Table 3. Ablation for affine transformation based data augmentation. “Aff. Aug.” in the table denotes the affine-based data augmentation.

Grid Size for Visual and Attribute Depth. As described in Sect. 4, we divide the RoI image patch into \(m \times m\) grids, where each grid has a visual depth and an attribute depth. This paragraph investigates the impact brought by the grid size. When increasing grid size m, visual depths and attribute depths are becoming fine-grained. This tendency makes visual depth more intuitive, which is close to the pixel-wise depth. However, the fine-grained grid will lead to suboptimal performance in terms of learning object attributes since the attributes focus on the overall object. It indicates that there exists a trade-off. Therefore, we perform ablations on the grid size m, as shown in Table 4. We achieve the best performance when m is set to 7.

Table 4. Ablation for the grid size on visual depth and attribute depth.
Table 5. Comparisons on pedestrian and cyclist categories on KITTI val set under IoU criterion 0.5. Our method brings obvious improvements to the baseline.

6 Conclusion

In this paper, we point out that the instance depth is coupled by visual depth clues and object inherent attributes. Its entangled nature makes it hard to be precisely estimated with the previous direct method. Therefore, we propose to decouple the instance depth into visual depths and attribute depths.
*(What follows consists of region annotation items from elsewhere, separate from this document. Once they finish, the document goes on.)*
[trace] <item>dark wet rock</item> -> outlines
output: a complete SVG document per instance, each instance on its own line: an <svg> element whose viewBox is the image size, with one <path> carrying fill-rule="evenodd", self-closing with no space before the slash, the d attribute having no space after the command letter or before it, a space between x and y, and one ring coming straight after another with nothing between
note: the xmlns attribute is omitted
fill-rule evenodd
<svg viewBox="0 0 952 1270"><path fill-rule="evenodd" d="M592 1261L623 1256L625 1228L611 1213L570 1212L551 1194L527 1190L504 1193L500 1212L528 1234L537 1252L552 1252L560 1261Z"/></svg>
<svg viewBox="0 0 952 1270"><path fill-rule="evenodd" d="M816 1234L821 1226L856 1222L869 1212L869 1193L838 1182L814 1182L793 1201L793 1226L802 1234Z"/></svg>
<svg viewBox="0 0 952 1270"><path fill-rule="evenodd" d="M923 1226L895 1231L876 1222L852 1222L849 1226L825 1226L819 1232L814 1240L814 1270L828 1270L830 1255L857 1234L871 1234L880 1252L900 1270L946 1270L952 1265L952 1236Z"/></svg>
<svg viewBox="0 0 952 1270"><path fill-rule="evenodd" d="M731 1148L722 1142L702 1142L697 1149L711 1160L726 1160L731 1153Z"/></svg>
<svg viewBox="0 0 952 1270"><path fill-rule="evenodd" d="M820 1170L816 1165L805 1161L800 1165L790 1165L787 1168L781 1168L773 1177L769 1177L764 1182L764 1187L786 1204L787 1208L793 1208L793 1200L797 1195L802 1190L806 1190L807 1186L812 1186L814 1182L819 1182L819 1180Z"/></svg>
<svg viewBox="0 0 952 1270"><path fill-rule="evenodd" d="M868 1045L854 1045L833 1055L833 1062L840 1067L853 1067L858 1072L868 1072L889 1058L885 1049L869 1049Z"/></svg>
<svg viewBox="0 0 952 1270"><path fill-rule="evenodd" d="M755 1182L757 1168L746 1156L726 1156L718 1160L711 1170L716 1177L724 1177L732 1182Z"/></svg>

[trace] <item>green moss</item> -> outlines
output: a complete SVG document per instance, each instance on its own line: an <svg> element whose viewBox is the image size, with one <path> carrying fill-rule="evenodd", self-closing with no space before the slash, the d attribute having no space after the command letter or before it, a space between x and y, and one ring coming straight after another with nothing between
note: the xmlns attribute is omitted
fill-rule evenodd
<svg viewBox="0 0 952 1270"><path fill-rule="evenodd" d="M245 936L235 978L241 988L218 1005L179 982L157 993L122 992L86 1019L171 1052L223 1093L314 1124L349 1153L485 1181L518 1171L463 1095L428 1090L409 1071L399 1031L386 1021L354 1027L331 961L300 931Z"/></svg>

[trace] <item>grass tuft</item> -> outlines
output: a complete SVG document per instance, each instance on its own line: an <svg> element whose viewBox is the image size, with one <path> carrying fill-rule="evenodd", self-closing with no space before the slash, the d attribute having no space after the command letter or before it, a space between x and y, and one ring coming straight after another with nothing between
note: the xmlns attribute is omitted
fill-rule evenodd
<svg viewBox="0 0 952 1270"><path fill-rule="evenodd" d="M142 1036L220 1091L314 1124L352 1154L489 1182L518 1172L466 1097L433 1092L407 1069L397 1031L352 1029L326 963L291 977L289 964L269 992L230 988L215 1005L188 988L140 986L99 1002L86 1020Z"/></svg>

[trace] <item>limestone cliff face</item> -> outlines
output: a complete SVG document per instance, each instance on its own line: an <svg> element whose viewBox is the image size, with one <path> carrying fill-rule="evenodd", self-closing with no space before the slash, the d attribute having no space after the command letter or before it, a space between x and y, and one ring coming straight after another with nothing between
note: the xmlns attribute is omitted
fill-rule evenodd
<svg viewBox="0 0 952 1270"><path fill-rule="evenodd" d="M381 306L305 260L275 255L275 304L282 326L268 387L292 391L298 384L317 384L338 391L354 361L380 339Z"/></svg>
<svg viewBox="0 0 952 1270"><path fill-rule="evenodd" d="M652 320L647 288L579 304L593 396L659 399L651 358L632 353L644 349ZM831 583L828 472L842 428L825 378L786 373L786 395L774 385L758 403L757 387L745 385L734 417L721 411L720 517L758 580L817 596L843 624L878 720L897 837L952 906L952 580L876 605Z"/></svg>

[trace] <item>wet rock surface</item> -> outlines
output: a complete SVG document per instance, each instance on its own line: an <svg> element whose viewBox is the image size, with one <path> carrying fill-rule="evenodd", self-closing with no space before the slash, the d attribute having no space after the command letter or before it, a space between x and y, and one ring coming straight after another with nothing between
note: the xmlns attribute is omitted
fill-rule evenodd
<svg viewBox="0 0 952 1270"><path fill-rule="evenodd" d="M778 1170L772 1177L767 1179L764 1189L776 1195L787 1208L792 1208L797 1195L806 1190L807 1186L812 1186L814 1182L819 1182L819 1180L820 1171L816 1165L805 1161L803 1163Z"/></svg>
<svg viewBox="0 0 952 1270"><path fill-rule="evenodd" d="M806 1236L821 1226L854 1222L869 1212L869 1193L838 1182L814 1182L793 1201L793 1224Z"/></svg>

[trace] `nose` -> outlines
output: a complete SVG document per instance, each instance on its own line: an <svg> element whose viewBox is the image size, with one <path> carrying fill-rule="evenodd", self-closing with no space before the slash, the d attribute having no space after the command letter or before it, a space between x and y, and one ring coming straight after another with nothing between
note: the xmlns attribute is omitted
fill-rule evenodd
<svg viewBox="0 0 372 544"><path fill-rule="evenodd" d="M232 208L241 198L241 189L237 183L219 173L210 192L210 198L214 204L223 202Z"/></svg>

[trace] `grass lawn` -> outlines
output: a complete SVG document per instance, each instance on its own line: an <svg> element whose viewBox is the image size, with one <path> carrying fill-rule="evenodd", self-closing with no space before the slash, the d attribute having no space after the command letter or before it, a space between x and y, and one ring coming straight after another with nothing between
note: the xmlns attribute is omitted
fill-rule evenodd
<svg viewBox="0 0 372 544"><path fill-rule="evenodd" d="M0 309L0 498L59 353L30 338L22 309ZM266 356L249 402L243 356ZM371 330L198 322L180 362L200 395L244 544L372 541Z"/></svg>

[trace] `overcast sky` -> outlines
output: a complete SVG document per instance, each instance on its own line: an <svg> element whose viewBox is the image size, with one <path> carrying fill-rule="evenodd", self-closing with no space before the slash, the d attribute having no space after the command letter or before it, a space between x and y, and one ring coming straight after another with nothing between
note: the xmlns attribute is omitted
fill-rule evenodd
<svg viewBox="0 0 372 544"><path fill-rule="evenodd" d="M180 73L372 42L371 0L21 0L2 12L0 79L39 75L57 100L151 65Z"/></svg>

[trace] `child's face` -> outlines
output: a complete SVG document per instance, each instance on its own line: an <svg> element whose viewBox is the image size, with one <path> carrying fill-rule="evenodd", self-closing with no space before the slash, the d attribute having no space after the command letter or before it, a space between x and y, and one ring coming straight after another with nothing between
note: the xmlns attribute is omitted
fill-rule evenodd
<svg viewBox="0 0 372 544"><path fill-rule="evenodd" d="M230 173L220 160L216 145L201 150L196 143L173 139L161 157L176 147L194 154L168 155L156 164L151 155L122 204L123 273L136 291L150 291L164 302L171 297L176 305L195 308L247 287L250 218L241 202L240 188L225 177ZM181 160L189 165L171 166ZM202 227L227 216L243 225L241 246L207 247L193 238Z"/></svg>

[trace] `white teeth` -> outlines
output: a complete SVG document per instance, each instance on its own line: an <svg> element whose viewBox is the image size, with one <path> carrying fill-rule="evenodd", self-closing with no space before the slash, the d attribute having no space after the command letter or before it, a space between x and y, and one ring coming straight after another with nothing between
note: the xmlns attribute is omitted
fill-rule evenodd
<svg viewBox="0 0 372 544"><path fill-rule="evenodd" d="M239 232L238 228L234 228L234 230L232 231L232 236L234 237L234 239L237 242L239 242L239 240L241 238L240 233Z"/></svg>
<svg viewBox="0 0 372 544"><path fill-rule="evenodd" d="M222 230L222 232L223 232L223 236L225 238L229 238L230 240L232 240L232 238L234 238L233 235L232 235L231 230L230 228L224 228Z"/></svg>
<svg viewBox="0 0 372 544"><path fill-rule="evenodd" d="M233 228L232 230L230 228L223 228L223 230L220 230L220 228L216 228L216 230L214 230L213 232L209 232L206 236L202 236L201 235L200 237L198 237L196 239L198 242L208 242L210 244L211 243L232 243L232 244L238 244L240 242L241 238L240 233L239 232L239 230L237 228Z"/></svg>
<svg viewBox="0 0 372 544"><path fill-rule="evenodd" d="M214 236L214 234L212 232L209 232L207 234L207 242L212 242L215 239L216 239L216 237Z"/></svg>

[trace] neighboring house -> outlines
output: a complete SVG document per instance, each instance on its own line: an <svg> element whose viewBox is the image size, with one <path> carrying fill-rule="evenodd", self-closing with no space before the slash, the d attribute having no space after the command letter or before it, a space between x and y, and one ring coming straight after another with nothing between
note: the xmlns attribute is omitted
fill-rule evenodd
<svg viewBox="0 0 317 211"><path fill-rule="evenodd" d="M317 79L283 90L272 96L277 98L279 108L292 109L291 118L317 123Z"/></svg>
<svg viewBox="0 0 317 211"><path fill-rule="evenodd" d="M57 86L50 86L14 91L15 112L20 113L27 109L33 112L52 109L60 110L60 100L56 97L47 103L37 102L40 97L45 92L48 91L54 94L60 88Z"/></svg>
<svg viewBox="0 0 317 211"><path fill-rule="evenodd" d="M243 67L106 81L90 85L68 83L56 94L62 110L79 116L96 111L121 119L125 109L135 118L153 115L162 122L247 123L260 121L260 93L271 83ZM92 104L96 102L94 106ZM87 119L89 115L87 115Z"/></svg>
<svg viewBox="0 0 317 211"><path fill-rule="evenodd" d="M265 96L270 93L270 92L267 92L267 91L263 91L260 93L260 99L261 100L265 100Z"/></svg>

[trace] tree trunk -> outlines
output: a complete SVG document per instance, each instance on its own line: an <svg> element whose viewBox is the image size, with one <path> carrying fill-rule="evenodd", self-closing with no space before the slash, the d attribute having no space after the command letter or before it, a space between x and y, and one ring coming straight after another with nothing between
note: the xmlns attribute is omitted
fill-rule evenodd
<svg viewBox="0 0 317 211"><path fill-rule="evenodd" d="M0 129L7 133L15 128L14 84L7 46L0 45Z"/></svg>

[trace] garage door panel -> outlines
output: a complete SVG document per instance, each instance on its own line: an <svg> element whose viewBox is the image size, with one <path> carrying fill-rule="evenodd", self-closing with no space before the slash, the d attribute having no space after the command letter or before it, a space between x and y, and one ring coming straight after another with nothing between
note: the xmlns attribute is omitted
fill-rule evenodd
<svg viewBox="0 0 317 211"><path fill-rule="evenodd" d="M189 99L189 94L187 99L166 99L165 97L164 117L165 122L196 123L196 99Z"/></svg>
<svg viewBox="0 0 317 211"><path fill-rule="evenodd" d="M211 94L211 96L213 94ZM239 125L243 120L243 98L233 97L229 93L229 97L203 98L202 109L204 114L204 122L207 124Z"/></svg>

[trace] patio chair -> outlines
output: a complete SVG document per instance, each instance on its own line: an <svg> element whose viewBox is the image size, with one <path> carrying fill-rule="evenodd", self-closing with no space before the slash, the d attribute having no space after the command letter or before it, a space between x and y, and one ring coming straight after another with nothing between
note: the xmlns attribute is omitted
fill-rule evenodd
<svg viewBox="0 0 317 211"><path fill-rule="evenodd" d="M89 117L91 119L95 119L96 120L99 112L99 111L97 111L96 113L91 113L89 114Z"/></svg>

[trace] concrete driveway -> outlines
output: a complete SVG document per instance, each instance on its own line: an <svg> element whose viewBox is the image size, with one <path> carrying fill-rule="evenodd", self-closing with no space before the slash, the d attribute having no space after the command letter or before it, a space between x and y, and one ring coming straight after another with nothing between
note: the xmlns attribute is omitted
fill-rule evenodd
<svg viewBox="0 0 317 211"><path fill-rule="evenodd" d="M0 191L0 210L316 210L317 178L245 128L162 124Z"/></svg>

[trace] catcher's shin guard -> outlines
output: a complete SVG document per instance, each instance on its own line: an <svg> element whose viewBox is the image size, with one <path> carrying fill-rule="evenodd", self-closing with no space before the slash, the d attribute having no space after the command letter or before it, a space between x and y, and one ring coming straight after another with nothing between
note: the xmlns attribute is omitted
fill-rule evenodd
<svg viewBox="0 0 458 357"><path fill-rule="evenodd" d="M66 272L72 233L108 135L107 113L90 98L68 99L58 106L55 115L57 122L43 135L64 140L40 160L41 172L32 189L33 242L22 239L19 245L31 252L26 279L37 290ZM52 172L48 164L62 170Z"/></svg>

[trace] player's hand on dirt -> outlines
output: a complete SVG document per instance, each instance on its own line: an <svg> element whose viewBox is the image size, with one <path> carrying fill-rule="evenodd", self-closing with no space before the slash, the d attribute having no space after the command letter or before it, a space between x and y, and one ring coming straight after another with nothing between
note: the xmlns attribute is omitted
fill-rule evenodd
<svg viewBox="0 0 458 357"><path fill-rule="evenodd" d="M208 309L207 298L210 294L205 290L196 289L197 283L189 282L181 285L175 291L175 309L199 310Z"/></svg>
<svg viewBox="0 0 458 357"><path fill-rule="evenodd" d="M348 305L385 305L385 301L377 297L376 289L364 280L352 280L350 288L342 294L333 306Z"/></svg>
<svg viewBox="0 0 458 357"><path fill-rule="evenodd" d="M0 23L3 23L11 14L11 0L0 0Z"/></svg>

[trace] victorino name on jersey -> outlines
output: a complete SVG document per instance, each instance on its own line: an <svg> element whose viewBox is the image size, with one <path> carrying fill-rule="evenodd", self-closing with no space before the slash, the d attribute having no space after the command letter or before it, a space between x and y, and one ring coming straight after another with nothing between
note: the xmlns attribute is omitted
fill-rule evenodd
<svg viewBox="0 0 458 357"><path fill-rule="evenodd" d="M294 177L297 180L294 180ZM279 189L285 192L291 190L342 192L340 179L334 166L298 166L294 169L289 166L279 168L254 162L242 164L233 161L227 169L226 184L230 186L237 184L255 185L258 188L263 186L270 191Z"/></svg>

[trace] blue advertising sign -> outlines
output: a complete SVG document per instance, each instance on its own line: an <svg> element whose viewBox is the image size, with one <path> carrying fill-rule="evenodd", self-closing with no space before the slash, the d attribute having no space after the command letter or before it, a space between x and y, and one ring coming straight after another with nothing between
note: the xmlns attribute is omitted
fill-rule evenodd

This manner allows the network to learn different types of features for instance depth. At the inference stage, the instance depth is obtained by aggregating visual depth, attribute depth, and associated uncertainties. Using the decoupled depth, we can effectively perform affine transformation based data augmentation on the image, which is usually limited in previous works. Finally, extensive experiments demonstrate the effectiveness of our method.